On Friday, 11 May 2018 at 13:28:58 UTC, Steven Schveighoffer
wrote:
[...]
I do get the point of having to go outside the cache. I'll look
and see if maybe specifying a 1000 line context helps ;)
Update: nope, still pretty much the same.
I'm sure someone will find some good show off program.
The amount of work done per byte though has to be minimal to
actually see anything.
Right, this is another part of the problem -- if copying is so
rare compared to the other operations, then the difference is
going to be lost in the noise.
What I have learned here is:
1. Ring buffers are really cool (I still love how it works) and
perform as well as normal buffers
2. The use cases are much smaller than I thought
3. In most real-world applications, they are a wash, and not
worth the OS tricks needed to use it.
Now I need to learn all about ring-buffers. Do you have any good
starting points?
4. iopipe makes testing with a different kind of buffer really
easy, which was one of my original goals. So I'm glad that
works!
That satisfying feeling when the code works exactly the way you
wanted it to!
I'm going to (obviously) leave them there, hoping that someone
finds a good use case, but I can say that my extreme excitement
at getting it to work was depressed quite a bit when I found it
didn't really gain much in terms of performance for the use
cases I have been doing.
I'm sure someone will find a place where its useful.

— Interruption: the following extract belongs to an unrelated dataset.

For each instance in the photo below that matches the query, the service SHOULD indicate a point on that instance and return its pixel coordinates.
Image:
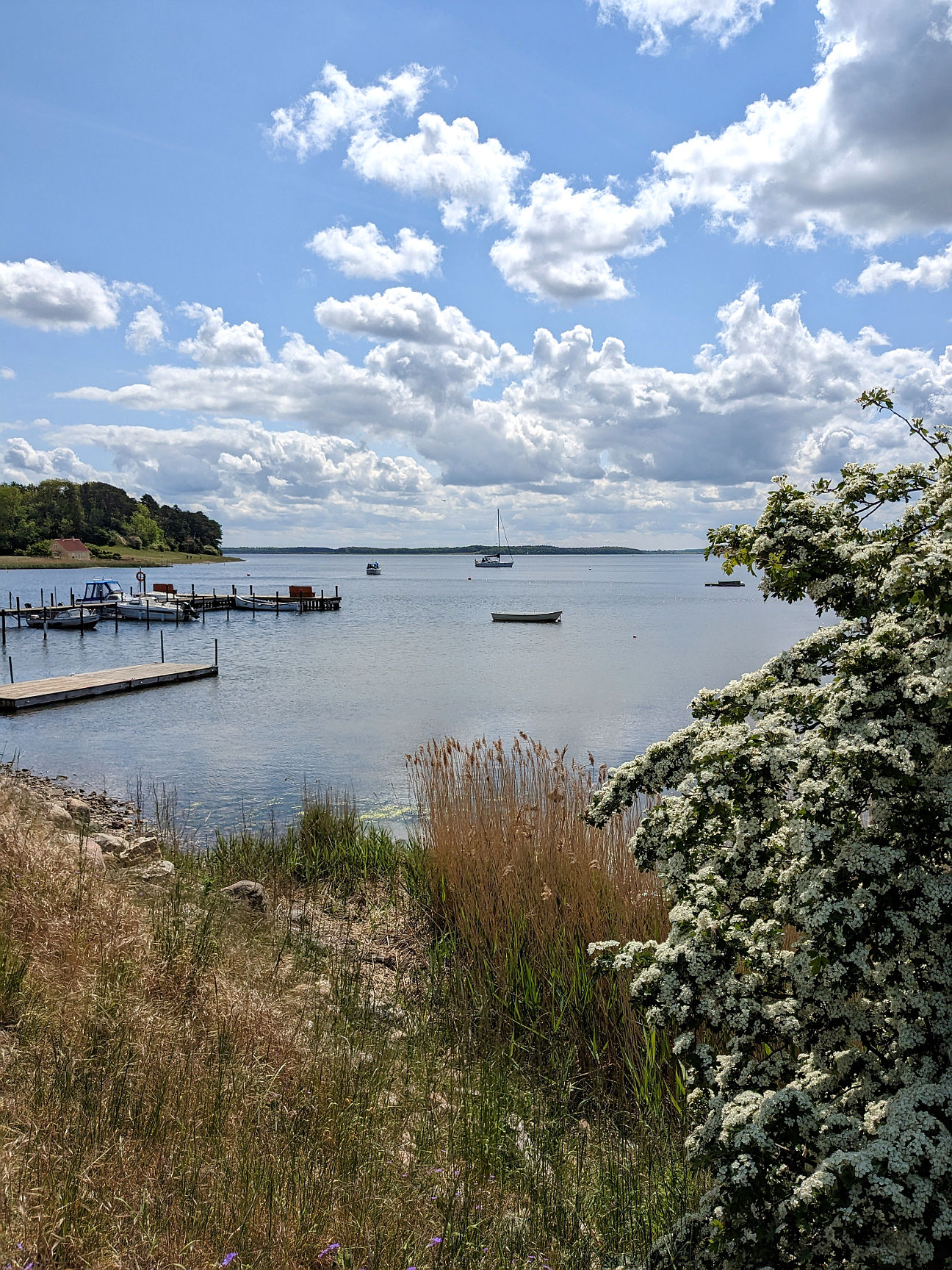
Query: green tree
(804, 832)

However, this example *does* show the power of iopipe -- it
handles all flavors of unicode with one template function, is
quite straightforward (though I want to abstract the line
tracking code, that stuff is really tricky to get right). Oh,
and it's roughly 10x faster than grep, and a bunch faster
than fgrep, at least on my machine ;) I'm tempted to add
regex processing to see if it still beats grep.
Should be mostly trivial in fact. I mean our first designs for
IOpipe is where I wanted regex to work with it.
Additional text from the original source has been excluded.